SVM is one of the most popular data mining techniques. It is a supervised classification algorithm. SVM attempts to separate two classes by finding the dividing line that separates the classes in feature space. The kernel trick can be used to map multiple features into high dimensional space and find a separating hyperplane.
First, load library e1071 for the svm function. Legend has it that this was the room number where the algorithm was developed.
Then split the iris data into test (50 observations) and train (100 observations). By setting a seed we will get reproducible results.
library(e1071)
library(printr)
set.seed(1958)
train.indices <- sample(1:nrow(iris), 100)
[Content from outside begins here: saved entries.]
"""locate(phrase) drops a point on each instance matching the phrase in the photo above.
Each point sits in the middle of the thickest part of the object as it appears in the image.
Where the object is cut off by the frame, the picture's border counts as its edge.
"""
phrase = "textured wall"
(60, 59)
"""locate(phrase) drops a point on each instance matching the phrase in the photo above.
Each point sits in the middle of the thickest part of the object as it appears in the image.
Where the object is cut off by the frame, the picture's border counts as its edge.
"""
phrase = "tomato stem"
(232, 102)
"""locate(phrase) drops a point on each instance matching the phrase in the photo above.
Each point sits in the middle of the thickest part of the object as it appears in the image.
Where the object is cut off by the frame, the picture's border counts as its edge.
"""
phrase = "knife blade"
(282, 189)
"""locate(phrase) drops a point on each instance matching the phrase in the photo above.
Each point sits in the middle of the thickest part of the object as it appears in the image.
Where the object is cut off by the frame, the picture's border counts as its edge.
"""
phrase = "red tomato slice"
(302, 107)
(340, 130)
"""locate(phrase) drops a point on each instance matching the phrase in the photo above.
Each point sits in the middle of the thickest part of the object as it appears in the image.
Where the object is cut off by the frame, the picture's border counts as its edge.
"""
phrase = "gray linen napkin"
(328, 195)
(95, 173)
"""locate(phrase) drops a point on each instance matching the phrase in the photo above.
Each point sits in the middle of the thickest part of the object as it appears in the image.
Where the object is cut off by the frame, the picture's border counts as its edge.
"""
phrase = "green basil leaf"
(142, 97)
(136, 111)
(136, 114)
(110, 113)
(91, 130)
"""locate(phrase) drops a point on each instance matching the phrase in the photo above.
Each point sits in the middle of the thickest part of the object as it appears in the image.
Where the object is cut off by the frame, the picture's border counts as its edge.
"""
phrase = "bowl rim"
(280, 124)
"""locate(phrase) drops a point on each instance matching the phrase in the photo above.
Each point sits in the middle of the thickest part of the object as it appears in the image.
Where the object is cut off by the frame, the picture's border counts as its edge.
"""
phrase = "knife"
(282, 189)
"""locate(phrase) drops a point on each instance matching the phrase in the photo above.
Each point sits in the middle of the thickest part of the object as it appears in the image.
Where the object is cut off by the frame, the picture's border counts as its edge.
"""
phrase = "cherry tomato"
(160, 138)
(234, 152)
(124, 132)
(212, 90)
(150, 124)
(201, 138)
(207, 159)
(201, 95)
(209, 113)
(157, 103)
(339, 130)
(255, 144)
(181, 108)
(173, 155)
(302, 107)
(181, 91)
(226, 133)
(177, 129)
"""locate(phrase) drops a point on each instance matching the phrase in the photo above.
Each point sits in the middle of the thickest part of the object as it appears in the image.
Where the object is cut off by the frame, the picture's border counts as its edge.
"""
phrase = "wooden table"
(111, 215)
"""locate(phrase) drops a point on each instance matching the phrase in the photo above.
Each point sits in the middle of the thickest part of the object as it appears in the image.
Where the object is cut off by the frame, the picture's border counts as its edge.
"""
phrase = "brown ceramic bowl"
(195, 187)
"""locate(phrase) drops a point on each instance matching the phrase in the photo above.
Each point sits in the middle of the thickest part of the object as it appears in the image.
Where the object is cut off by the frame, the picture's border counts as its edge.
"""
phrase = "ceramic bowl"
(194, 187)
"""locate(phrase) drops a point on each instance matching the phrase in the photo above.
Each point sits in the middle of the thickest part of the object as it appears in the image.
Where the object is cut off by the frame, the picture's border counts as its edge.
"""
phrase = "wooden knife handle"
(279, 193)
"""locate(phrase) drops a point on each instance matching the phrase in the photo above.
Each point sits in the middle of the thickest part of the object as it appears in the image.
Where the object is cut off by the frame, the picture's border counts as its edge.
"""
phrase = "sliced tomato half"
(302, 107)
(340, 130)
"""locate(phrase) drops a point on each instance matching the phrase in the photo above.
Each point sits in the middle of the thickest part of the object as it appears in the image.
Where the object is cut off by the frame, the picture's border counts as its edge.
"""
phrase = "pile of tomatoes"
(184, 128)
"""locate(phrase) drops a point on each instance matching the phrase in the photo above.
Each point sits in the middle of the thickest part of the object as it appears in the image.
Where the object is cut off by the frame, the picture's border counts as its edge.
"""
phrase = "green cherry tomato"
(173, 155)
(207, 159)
train <- iris[train.indices, ]
test <- iris[-train.indices, ]
The results are good, we have 96% accuracy.
model <- svm(Species ~ ., data=train)
results <- predict(object=model, newdata=test, type="class")
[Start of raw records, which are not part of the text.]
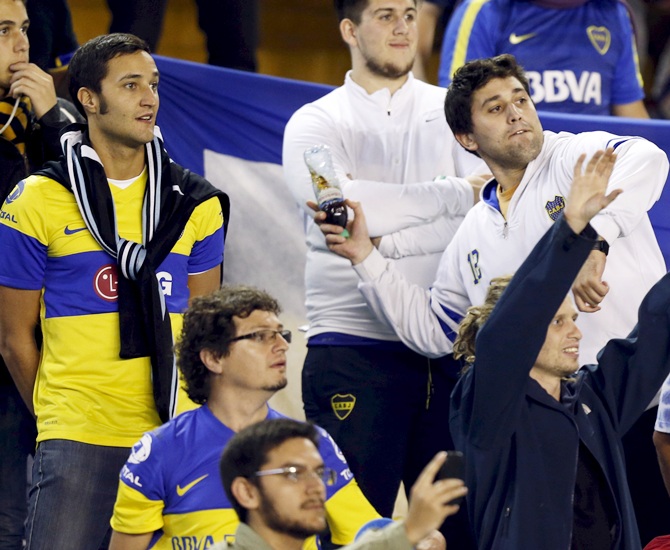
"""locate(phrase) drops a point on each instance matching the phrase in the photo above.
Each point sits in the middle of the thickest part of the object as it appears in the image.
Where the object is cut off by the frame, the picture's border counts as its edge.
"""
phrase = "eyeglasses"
(302, 474)
(265, 336)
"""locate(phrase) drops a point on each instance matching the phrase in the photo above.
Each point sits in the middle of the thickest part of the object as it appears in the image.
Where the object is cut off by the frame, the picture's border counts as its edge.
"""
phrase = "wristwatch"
(603, 246)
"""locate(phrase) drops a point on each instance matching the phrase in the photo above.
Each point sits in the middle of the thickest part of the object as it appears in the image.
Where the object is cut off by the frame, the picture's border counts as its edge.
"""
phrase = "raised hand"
(429, 500)
(588, 195)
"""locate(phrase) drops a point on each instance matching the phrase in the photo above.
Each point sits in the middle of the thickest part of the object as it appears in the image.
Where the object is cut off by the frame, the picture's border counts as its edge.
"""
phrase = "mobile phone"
(453, 467)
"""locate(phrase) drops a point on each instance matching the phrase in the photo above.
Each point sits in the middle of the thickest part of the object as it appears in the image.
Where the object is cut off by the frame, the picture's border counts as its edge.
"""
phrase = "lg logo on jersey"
(106, 283)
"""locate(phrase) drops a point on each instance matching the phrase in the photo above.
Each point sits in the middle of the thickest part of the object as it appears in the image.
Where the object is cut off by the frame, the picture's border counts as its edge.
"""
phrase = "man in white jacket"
(385, 405)
(489, 109)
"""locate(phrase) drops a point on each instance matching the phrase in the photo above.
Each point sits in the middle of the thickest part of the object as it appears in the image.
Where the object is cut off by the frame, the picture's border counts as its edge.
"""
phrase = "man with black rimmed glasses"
(232, 355)
(278, 482)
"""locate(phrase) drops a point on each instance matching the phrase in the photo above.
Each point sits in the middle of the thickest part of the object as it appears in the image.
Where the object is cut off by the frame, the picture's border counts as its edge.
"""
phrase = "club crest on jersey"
(342, 404)
(106, 283)
(600, 37)
(555, 207)
(16, 192)
(141, 450)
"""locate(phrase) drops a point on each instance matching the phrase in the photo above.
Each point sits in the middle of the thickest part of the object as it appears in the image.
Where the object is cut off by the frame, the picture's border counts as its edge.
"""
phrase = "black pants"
(389, 412)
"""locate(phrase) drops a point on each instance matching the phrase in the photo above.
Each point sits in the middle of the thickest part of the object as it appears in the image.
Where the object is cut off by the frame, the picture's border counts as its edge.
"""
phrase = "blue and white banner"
(229, 126)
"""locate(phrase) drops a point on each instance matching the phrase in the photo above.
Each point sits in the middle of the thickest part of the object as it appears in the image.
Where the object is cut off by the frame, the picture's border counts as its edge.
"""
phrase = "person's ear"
(246, 493)
(468, 141)
(348, 32)
(212, 360)
(89, 101)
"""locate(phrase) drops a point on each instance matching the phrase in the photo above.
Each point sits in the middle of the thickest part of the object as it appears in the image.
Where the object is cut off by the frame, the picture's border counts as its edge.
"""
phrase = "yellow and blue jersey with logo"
(580, 59)
(171, 485)
(84, 391)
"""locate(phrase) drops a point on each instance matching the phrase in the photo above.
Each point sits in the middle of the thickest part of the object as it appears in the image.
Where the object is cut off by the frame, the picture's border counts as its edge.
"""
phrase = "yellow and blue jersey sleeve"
(134, 513)
(205, 230)
(24, 236)
(347, 509)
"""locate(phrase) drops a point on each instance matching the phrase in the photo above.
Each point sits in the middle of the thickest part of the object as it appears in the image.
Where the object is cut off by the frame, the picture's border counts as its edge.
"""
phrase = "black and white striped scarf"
(171, 195)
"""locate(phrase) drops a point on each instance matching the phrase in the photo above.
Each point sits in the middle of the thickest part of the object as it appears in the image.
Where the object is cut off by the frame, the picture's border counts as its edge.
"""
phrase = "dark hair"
(353, 9)
(88, 66)
(468, 79)
(350, 9)
(209, 324)
(247, 451)
(476, 316)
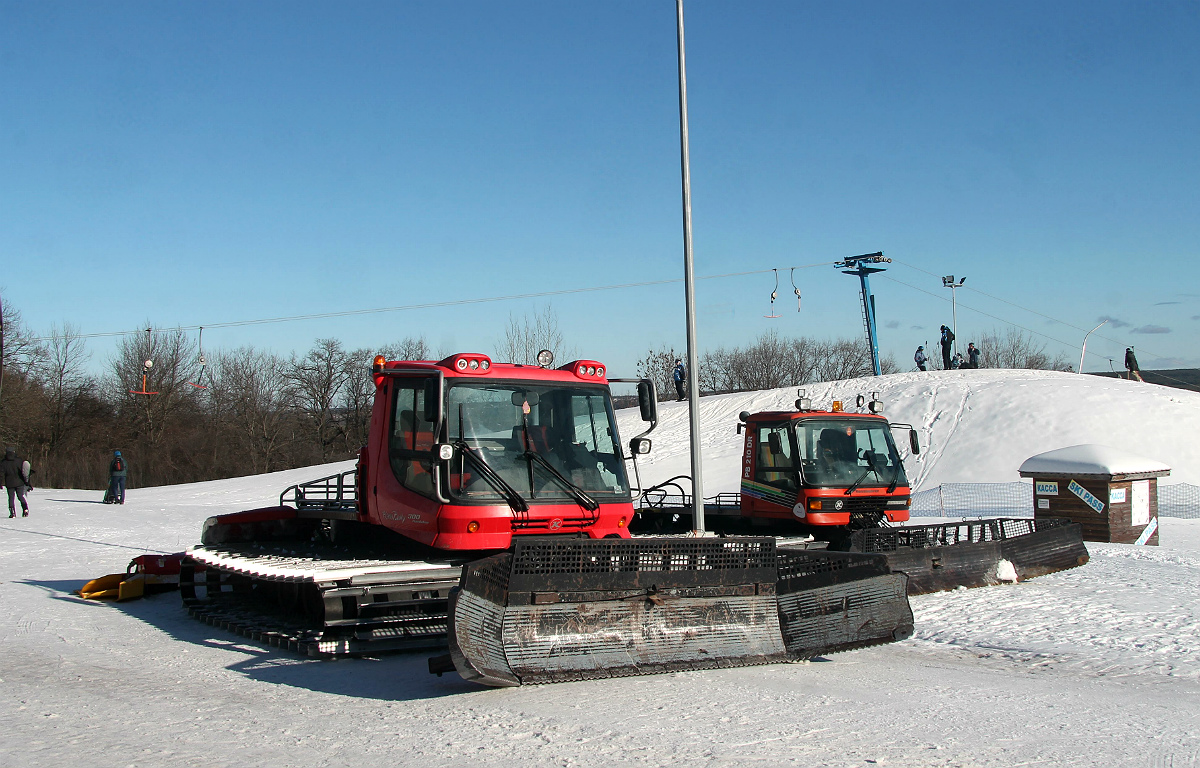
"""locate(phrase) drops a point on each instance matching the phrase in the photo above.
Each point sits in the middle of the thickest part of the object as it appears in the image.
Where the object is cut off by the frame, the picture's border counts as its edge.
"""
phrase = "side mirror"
(648, 403)
(777, 444)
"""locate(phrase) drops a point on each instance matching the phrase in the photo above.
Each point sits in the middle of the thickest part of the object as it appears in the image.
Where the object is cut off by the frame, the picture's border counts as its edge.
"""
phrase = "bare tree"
(528, 335)
(65, 384)
(317, 379)
(658, 366)
(409, 348)
(19, 351)
(253, 397)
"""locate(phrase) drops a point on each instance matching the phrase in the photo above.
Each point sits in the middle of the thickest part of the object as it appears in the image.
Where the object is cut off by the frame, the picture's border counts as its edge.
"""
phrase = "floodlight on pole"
(948, 282)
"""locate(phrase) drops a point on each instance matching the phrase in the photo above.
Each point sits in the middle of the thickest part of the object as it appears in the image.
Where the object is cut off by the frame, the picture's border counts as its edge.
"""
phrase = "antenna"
(199, 379)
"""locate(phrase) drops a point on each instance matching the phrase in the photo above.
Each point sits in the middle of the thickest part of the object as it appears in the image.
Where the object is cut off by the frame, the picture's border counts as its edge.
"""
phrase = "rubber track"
(370, 606)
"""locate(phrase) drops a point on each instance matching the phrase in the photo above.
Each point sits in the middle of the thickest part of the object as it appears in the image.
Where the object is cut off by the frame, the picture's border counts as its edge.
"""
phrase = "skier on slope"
(947, 341)
(117, 473)
(1132, 365)
(16, 480)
table(results, test$Species)
| results/ | setosa | versicolor | virginica |
|---|---|---|---|
| setosa | 16 | 0 | 0 |
| versicolor | 0 | 15 | 2 |
| virginica | 0 | 0 | 17 |
sum(results==test$Species)/length(results) # accuracy
## [1] 0.96
SVM is effective in high dimensional space. It can perform well even if the number of features is greater than the number of examples; however if the number of features is much greater, the performance may suffer.